Today, we work with colleagues across campus to offer undergrad degrees in games and playable media with arts and engineering emphases, as well as graduate education for developing games and interactive experiences.
With four of our graduate students (Josh McCoy, Mike Treanor, Ben Samuel and Aaron A. Reed), we recently took inspiration from sociology and theater to devise a system that simulates relationships and social interactions. The first result was the game “Prom Week,” in which the audience is able to shape the social interactions of a group of teenagers in the week leading up to a high school prom.
We found that its players feel much more responsibility for what happens than in pre-scripted games. It can be disquieting. As game reviewer Craig Pearson put it – after destroying the romantic relationship of his perceived rival, then attempting to peel away his remaining friendships, only to realize this wasn’t necessary – “Next time I’ll be looking at more upbeat solutions, because the alternative, frankly, is hating myself.”
That social interaction system is also a base for other experiences. Some address serious topics like cross-cultural bullying or teaching conflict deescalation to soldiers. Others are more entertaining, like a murder mystery game – and a still-secret collaboration with Microsoft Studios. We’re now getting ready for an open-source release of the underlying technology, which we’re calling the Ensemble Engine.
Pushing the boundaries
Our students are also expanding the types of experiences interactive narratives can offer. Two of them, Aaron A. Reed and Jacob Garbe, created “The Ice-Bound Concordance,” which lets players explore a vast number of possible combinations of events and themes to complete a mysterious novel.
Three other students, James Ryan, Ben Samuel and Adam Summerville, created “Bad News,” which generates a new small midwestern town for each player – including developing the town, the businesses, the families in residence, their interactions and even the inherited physical traits of townspeople – and then kills one character. The player must notify the dead character’s next of kin. In this experience, the player communicates with a human actor trained in improvisation, exploring possibilities beyond the capabilities of today’s software dialogue systems.
Kate Compton, another student, created “Tracery,” a system that makes storytelling frameworks easy to create. Authors can fill in blanks in structure, detail, plot development and character traits. Professionals have used the system: Award-winning developer Dietrich Squinkifer made the uncomfortable one-button conversation game “Interruption Junction.” “Tracery” has let newcomers get involved, too, as with the “Cheap Bots Done Quick!” platform.

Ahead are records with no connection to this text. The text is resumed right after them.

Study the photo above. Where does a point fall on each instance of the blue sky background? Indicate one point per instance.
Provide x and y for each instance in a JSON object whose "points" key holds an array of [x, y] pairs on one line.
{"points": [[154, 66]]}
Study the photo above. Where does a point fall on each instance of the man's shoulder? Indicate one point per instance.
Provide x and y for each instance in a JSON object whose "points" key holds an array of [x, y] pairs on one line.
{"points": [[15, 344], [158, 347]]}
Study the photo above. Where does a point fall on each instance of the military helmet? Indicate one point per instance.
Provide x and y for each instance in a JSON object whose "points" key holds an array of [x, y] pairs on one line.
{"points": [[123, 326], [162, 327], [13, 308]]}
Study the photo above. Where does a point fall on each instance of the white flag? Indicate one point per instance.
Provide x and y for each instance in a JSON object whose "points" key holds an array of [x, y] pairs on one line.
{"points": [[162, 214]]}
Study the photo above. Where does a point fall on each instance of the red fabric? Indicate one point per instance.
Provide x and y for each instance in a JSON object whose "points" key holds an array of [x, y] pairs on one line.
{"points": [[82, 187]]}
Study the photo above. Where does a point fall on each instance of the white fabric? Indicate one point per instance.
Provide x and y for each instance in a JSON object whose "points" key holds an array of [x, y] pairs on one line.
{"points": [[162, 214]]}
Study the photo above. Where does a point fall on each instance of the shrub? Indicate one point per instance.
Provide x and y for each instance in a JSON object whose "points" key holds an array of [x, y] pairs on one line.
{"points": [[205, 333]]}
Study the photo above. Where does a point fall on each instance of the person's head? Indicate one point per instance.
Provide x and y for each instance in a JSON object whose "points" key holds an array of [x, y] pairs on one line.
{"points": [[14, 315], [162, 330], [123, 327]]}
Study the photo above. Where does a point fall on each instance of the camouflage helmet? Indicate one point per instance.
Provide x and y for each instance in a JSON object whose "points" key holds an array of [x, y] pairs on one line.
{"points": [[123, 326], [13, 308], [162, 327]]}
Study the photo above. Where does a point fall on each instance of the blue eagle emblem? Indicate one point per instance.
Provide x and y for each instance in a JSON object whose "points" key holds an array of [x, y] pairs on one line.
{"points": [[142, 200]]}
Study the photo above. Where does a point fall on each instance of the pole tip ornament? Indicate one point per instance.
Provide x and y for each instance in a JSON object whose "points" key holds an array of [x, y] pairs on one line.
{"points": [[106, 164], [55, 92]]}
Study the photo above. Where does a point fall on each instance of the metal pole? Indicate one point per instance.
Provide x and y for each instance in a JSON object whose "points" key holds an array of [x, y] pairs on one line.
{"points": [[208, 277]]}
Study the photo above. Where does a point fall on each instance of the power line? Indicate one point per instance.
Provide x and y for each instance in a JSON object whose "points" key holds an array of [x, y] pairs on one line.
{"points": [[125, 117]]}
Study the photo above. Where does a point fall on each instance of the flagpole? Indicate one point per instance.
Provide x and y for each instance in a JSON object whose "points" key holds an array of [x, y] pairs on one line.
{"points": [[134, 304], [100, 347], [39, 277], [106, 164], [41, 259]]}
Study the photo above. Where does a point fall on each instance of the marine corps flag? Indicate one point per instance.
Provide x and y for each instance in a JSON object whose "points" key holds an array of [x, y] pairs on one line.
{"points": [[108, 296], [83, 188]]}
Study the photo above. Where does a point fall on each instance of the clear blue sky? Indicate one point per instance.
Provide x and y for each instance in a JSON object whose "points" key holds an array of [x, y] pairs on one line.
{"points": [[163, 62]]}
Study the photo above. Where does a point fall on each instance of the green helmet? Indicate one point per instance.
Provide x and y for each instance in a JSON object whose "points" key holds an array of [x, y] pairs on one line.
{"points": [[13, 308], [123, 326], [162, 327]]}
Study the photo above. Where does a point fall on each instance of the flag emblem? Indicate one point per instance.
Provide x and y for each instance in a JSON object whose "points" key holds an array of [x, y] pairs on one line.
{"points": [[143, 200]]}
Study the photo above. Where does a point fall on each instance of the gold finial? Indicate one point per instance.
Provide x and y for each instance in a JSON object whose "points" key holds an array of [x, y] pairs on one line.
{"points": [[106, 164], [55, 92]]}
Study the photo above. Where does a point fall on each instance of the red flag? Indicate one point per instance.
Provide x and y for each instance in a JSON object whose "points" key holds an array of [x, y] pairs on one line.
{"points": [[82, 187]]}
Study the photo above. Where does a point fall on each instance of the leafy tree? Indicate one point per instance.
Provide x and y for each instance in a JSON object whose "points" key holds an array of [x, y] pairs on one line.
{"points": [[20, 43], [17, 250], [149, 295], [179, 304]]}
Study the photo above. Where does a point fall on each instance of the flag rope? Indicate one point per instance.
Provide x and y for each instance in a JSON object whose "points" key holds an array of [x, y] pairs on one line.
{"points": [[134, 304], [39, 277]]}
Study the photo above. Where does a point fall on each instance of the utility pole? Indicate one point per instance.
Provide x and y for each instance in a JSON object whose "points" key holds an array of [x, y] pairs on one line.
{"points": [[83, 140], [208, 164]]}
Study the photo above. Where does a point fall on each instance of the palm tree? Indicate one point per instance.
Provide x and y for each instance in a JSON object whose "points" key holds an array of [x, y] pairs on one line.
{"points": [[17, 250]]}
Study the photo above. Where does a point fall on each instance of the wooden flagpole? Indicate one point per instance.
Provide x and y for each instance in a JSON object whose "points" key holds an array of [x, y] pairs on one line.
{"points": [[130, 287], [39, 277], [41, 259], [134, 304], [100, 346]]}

It is the system behind around 4,000 bots active on Twitter, including ones relating the adventures of a lost self-driving Tesla, parodying the headlines of “Boomersplaining thinkpieces,” offering self-care reminders and generating pastel landscapes.
Many more projects are just beginning. For instance, we’re starting to develop an artificial intelligence system that can understand things usually only humans can – like the meanings underlying a game’s rules and what a game feels like when played. This will allow us to more easily explore what the audience will think and feel in new interactive experiences.
There’s much more to do, as we and others work to invent the next generation of computational media. But as in a Marvel movie, we’d bet on those who are facing the challenges, rather than the skeptics who assume the challenges can’t be overcome.